In my experience, startups want to demonstrate efficacy about basic things: weight removed, increased revenue, personal productivity, product safety, etc.
This kind of research lends itself extremely well to protocol templates: a standardized sequence of steps to locate the participants, collect the data, and decide the results. These steps could be performed by a website. I’ve posted a story of how that might work here.
Without such a project, founders have two options:
Perform the study themselves. The scientific background and time required to design a study well is non-trivial, as is the expertise necessary to create participant waivers. There are also significant time costs in setting up the data collection, and performing the analysis. At the end, the study will be greeted somewhat skeptically.
Pay a University or Contract Research Organization to perform the study. This is expensive, which I believe is why more founders aren’t doing it.
This project creates a third option:
Use a standard template then get back to work.
Which may be imperfect, but is still a pretty appealing value proposition.
This kind of research lends itself extremely well to protocol templates
This is not at all self-evident to me. How, for example, would you demonstrate product safety (for a diverse variety of products) via a standard template?
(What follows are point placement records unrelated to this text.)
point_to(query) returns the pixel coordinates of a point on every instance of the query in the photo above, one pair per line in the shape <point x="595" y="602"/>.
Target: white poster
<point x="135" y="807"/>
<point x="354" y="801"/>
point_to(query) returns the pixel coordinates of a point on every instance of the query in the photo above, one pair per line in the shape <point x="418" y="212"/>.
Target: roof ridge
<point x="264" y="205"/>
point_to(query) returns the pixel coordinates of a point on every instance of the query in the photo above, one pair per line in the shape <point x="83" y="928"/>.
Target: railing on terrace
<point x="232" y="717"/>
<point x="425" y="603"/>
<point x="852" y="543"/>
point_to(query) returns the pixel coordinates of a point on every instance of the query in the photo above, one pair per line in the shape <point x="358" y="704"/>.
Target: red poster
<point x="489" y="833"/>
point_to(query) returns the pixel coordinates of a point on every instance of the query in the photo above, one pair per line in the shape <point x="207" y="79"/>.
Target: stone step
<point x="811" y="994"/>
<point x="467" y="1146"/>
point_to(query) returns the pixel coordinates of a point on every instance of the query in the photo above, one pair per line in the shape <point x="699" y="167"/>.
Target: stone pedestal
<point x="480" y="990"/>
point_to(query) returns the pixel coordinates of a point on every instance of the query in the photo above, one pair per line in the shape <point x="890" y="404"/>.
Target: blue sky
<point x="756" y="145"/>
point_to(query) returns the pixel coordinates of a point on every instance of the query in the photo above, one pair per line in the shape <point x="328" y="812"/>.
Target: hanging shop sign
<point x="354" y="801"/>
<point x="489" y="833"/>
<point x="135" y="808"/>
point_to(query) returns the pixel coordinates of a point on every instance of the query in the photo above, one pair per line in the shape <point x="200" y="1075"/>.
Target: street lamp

Use a standard template then get back to work.
I don’t see how a “template” frees one from
significant time costs in setting up the data collection, and performing the analysis.
Research costs money and requires competent people. If it were possible to do meaningful research on the cheap just by reusing the same template, don’t you think it would be a very popular opinion already?
This is not at all self-evident to me. How, for example, would you demonstrate product safety (for a diverse variety of products) via a standard template?
Templates not template. I think if you know roughly which bodily systems a product is likely to effect, the questions are not so diverse.
My background is not in question selection (it’s ML and webapp programming), but here goes some general question ideas for edible products:
I have/have not felt sick to my stomach in the last 24 hours. (standardized 1-7 to rate severity)
I have/have not felt dizzy in the last 24 hours. (standardized 1-7 to rate severity)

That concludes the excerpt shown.